たツた一度往ツて見給へ。彼奴《きゃつ》を引懸けて、ぶるぶるといふ竿の脈が、掌に響いた時の楽みは、夢にまで見るです。併し、其れが病みつきと為ツて、後で恨まれては困るが…………。』
 客『幾らか馴れないでは、だめでせう。』
 主『なアに釣れるですとも。鮒ほど餌つきの良い魚[#「餌つきの良い魚」に傍点]は無いですから、誰が釣ツても上手下手無く、大抵の釣客《つりし》は、鮒か沙魚《はぜ》で、手ほどきをやるです。鯉《こい》は、「三日に一本」と、相場の極ツてる通り、溢《あぶ》れることも多いし、鱚《きす》、小鱸《せいご》、黒鯛《かいず》、小鰡《いな》、何れも、餌つきの期間が短いとか、合せが六ヶ《むつか》しいとか、船で無ければやれないとか、多少おツくうの特点有るですが、鮒つりばかりは、それが無いです。長竿、短竿、引張釣、浮釣、船に陸《おか》に何れでもやれるし、又其の釣れる期間が永いですから、釣るとして不可なる[#「釣るとして不可なる」に傍点]点なしで、釣魚界第一の忠勤ものです。

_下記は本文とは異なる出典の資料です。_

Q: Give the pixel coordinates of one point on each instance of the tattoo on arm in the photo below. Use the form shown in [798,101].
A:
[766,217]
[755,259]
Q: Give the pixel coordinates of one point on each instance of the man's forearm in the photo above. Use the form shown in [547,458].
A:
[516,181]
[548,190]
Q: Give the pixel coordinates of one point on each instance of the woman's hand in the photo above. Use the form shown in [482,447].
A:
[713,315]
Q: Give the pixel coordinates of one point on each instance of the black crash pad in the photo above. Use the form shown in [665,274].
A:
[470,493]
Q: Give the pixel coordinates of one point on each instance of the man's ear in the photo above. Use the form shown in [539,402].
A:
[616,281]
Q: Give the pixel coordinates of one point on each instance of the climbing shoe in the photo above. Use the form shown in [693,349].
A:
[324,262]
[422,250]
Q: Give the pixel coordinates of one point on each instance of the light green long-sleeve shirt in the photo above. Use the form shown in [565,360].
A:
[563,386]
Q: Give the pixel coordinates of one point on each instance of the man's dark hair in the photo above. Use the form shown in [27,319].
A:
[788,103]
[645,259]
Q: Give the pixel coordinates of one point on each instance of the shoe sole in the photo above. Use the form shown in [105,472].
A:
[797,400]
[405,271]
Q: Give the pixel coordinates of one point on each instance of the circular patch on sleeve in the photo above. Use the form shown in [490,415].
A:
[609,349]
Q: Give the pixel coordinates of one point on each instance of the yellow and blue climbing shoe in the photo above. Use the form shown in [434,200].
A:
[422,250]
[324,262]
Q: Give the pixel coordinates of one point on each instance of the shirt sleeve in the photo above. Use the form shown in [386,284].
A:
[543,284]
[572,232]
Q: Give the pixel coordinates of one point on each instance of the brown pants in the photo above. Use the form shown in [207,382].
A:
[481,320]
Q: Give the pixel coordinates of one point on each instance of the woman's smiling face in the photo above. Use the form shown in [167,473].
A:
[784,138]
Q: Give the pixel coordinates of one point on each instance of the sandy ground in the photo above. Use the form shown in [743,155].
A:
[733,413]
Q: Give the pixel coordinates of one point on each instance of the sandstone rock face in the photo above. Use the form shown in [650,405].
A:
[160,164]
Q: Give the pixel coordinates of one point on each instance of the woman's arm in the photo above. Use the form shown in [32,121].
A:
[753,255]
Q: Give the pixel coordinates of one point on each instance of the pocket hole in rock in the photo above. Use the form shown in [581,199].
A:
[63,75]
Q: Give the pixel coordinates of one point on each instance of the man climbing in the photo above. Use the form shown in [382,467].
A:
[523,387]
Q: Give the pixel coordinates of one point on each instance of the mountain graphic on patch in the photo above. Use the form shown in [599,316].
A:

 主『殊に、其の餌つき方[#「餌つき方」に傍点]が、初め数秒間は、緩く引いて、それから、徐《しず》かにすうツと餌を引いてく。其の美妙さは、全《まる》で詩趣です。
 主『沙魚も、餌つきの方では、卑下《ひけ》を取らず、沢庵漬でも南京玉でも、乱暴に食い付く方ですが。其殺風景は、比べにならんです。仮令《たとえ》ば、沙魚の餌付[#「沙魚の餌付」に傍点]は、でも紳士の立食会に、眼を白黒して急《せ》き合ひ、豚の骨《あら》を舐《しゃぶ》る如く、鮒は[#「鮒は」に傍点]妙齢のお嬢さんが、床の間つきのお座敷に座り、口を細めて甘気の物を召し上る如く、其の段格は全で違ツてるです。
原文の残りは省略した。